The politician, who was ordered earlier this week to serve two years and eight months in prison, slammed the new hearing as a “disgusting PR trial” intended by the Kremlin to disparage him.
Last June, Russia’s Investigative Committee launched a probe into Navalny on charges of defamation, after the politician slammed people featured in a video promoting the constitutional reform that allowed an extension to President Vladimir Putin’s rule as “corrupt stooges,” “people without conscience” and “traitors.”
The authorities maintained that Navalny’s comments “denigrate (the) honor and dignity” of a World War II veteran featured in the video. If convicted, Navalny faces a fine or community service.

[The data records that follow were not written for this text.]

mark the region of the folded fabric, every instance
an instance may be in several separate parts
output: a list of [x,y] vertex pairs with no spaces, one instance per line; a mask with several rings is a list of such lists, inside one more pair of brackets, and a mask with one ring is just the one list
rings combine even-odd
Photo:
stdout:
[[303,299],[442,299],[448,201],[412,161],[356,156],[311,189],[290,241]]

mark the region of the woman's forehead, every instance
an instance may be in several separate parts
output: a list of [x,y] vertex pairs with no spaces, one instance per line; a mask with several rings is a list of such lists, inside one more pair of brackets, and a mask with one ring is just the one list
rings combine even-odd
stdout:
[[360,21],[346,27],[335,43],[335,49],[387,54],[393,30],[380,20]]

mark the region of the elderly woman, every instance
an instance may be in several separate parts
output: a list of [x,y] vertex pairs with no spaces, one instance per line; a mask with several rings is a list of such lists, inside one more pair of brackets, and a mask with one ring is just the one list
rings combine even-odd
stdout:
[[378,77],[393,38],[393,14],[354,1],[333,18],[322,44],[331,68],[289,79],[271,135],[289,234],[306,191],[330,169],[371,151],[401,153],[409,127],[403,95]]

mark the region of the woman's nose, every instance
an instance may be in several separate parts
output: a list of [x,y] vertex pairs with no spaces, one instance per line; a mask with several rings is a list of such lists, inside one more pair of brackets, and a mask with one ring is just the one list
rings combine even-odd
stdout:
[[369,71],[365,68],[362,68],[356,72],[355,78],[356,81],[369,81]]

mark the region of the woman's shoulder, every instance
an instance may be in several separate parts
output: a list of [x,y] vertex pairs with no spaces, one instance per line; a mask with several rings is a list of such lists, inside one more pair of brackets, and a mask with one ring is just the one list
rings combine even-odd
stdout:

“This trial was conceived as some kind of PR trial, because the Kremlin needs headlines, ‘Navalny slandered a veteran’,” the politician said in the courtroom Friday.
Last month the 44-year-old Navalny, an anti-corruption investigator and Putin's most prominent critic, was arrested upon returning from Germany, where he spent five months recovering from a nerve-agent poisoning that he blames on the Kremlin. Russian authorities rejected the accusations.
A Moscow court on Tuesday found that Navalny violated probation terms of his suspended sentence from a 2014 money-laundering conviction, and ordered him to serve two years and eight months in prison.
The politician's arrest and jailing triggered massive protests across Russia, in which tens of thousands took to the streets to demand his release. Many protesters also chanted slogans against Putin in the largest show of discontent in years. Thousands of protesters have been detained.